On May 15, Mr. Adam Bandt, an Australian Member of Parliament (MP), addressed a petition that was presented to the Australian house of representatives by the Eritrean National Council for Democratic Change (ENCDC.) By addressing the petition, the MP brought to the attention of the Australian House “the human rights violations, including forced labour, arbitrary detention and restrictions on freedoms of speech” that is prevalent in Eritrea today.
The petition, which was organized by the ENCDC, was signed by hundreds of Eritreans who live in Australia.
Adam Bandt, who is the deputy of the Australian Greens party, was the first member of his party to win in the general election. The 2010 victory over the Labor Party, a blowout, is an election that the Eritrean community in Melbourne contributed to.

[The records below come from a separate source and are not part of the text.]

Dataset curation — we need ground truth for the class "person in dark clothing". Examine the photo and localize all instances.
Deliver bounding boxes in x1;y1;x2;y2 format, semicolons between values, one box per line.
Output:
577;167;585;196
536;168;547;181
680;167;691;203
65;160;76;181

The ENCDC, also referred by its Tigrinya and Arabic names as “Bayto” and “Mejlis” respectively, is a 127-member body which was elected in Awasa, Ethiopia in November 2011, after Diaspora Eritreans delegated representatives to hold a congress. Its next conference is expected to be held in November of this year.
MP Adam Brandt’s speech follows:
“I rise today to speak to a petition recently handed to me by representatives of the Eritrean National Council for Democratic Change. The petition contains several hundred signatures, many from my electorate of Melbourne, and raises a number of disturbing claims of human rights violations, including forced labour,
“As to forced labour, the petition raises the particularly disturbing claim that Australian companies can operate
in Eritrea without being required to positively verify that slave or forced labour is not being used. The petitioners also claim that freedom of speech is being dramatically restricted and that Eritrea is the world’s worst jailor of journalists. There are also disturbing claims that a two per cent tax is continuing to be levied on Eritreans in diaspora, something which has been condemned by the US and Australia. In 2009 the United Nations Security Council imposed sanctions against Eritrea; however, the petitioners call on the Australian government to add Eritrea to the countries currently named in the autonomous sanction list. I have written to the Minister for Foreign Affairs to draw these claims to his attention, and I thank him for responding. It is clear that there is a strong movement from Eritrean Australians for human rights, peace and freedom in Eritrea.
“I thank the Eritrean National Council for Democratic Change for drawing these matters to my attention. I draw the petition to the parliament’s attention and I hope that the Australian government will meet with the council to discuss their requests.”